Design Production for Digital//Top 10//Library Resources.


Searching for other types of secondary resource imagery, I decided to visit my local library to find out more information on penguins. Sadly, living in a small town, the library was less than brimming with literature, but I managed to source two great finds for both visual imagery and factual information:

- LIFE
- PLANET EARTH: the photographs

(Images featured below)

Of course, the content and context of these books are for a more mature, sophisticated adult audience- someone that perhaps would have seen the original televised documentaries (as narrated and presented by David Attenborough) and wanted to find out a little more about specific areas, or to relive the documentary as a whole. The images featured below (photographed from the book) are some of my key finds, and helpful information/images to relate to my chosen 'penguin' subject matter/theme.

LIFE
By Martha Holmes & Michael Gunton


- "A chinstrap revealing wings adapted as flippers and plumage designed for a life in a cold sea. It's feathers are tightly packed and overlapping, providing a waterproof layer over downy undershafts that trap air for insulation."


- "A chinstrap delivering krill to one of it's fast-growing pair of chicks. To gather enough for the chicks to fledge before the Antarctic freeze requires a huge amount of effort by both parents."


- "The chinstrap colony on the caldera rim at Baily Head on Deception Island. Volcanic heat makes it the ideal snow-free nest site for an early start to breeding, but the climb to the top is a test of endurance."


- "Preparing for the plunge. The chinstraps have reason to be wary. To get to their offshore feeding grounds, they must run a gauntlet of leopard seals, which will pick of adults, but especially inexperienced adolescents."


- "Taking the plunge, Chinstraps have the greatest chance of escaping predators when they swim under the water rather than scramble through broken ice. An experienced adult can outswim a leopard seal."


- "A leopard seal toying with a young chinstrap, making the most of easy pickings on the edge of the colony."

- "Young chinstraps about to take the plunge."

- "A youngster attempting to struggle over brash ice rather than under it- a fatal move if a leopard seal is nearby."


- "A leopard seal playing with it's prey for just a few minutes before the kill."


PLANET EARTH: the photographs


- "EMPEROR HUDDLE//Shafts of spring sunlight touch a huddle of emperor penguins. Male emperors survive up to four months of winter by huddling- shuffling position so everyone gets a turn in the middle.
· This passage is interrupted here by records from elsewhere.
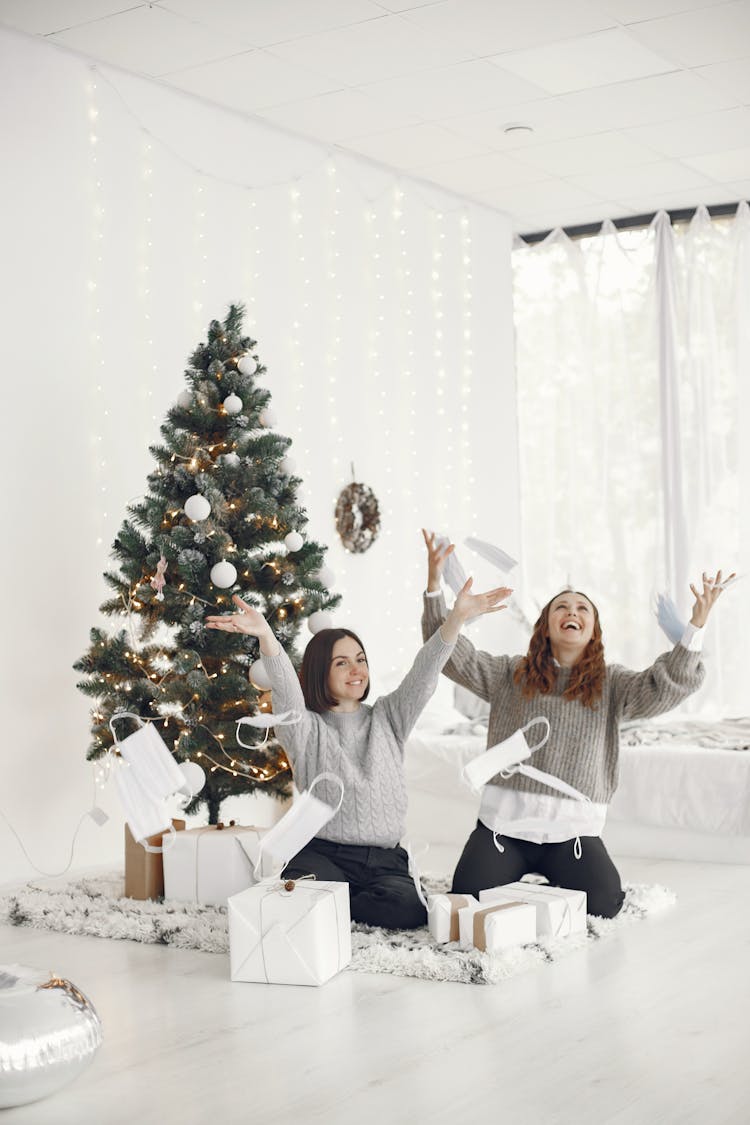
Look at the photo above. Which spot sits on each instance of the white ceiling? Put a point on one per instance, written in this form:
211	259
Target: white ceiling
634	105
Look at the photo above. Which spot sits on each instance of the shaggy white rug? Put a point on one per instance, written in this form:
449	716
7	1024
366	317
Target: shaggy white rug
96	907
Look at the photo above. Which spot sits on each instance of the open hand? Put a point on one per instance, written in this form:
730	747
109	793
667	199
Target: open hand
436	558
706	597
246	620
469	605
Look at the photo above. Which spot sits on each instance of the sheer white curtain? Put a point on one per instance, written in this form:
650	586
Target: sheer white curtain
632	354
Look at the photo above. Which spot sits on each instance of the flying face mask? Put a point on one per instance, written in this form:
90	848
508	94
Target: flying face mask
507	754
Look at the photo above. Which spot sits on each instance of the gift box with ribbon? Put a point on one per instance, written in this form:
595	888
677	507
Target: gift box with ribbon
294	932
209	864
144	871
496	926
443	915
560	911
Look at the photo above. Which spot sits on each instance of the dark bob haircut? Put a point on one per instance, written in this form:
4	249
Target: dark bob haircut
316	663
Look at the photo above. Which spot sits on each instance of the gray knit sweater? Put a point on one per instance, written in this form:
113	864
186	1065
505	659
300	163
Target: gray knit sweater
584	744
363	747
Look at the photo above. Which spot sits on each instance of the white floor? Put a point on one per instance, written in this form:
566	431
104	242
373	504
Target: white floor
648	1027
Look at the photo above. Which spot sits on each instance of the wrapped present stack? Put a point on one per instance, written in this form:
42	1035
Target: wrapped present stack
209	864
292	932
514	914
144	871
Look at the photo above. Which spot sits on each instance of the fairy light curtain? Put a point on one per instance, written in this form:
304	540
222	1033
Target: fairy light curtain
632	354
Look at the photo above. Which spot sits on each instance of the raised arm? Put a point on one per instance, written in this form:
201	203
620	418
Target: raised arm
676	674
285	683
471	668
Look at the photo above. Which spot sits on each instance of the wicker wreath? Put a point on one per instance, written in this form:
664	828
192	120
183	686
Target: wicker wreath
358	518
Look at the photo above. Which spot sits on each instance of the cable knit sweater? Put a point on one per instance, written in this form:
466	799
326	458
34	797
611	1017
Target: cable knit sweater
363	747
584	744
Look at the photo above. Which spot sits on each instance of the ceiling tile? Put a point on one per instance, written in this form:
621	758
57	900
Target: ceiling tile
45	17
415	146
368	52
732	78
647	100
337	117
446	90
632	11
147	41
694	136
578	155
486	27
732	164
653	179
473	173
405	5
590	61
538	197
262	23
250	81
697	38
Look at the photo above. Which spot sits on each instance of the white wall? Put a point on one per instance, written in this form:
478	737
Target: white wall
132	216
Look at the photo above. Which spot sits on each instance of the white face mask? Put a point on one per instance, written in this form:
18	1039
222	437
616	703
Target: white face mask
145	776
509	753
288	836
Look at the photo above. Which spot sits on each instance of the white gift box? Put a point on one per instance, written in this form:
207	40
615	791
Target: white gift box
559	911
296	932
443	915
209	864
497	925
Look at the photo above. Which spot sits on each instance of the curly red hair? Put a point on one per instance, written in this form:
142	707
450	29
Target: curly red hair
538	672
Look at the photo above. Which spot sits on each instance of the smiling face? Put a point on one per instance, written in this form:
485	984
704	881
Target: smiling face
570	626
348	673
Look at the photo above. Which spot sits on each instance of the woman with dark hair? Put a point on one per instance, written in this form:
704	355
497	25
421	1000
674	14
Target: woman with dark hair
563	678
362	745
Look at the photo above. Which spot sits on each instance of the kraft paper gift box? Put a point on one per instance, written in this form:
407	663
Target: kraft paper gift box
496	926
144	871
560	911
296	932
209	864
443	915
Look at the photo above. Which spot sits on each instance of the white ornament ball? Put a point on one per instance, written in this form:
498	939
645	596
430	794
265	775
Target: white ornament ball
224	575
319	620
325	576
197	507
247	365
195	777
233	404
259	676
50	1032
294	541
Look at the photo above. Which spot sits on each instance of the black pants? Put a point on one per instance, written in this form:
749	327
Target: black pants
481	866
380	889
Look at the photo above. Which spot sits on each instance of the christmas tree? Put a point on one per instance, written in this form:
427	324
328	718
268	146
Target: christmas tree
219	518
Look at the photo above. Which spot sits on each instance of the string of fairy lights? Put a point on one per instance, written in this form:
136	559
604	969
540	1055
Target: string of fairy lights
387	249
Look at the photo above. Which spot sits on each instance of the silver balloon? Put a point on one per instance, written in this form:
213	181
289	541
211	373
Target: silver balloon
50	1032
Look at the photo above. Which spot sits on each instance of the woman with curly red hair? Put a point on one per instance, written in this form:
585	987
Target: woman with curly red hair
565	680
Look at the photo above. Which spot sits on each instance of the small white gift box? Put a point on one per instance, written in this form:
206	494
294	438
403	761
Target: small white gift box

The Planet Earth team overwintered with them to get shots of their ordeal."


- "SOUTHERN LIGHTS, MIDWINTER//Male emperors huddle beneath a shimmering curtain of light. The aurora australis is caused by electrons from the sun breaking through the Earth's magnetic field, which is weak at the poles, and clashing with atoms in the upper atmosphere."


- "ADELIE TAKE OFF//Adelies gather at the ice edge before taking the plunge, aware that a leopard seal may lurk below. One of the only four species of penguin that regularly breed on the Antarctic continent, it depends on the abundance of the shrimp-like krill, as do so many other Antarctic animals."


- "It's got much milder in the Antarctic peninsula. Glaciers have retreated, it's greener, and some of the penguins are changing their behaviour"//ALISTAIR FOTHERGILL."


- "EMPEROR AT THE ICE EDGE//A 'jade' iceberg provides a backdrop for an emperor. Green ice originates from the base of icebergs where enormous pressure over time forces out the air bubbles (which make ice appear white) and turn it a vibrant green.


- "DEATH OF A KING//A bull fur seal chases down a king penguin. Only on the remote sub- antarctic island of Marion have fur seals learnt to prey on king penguins by ambushing them in the surf".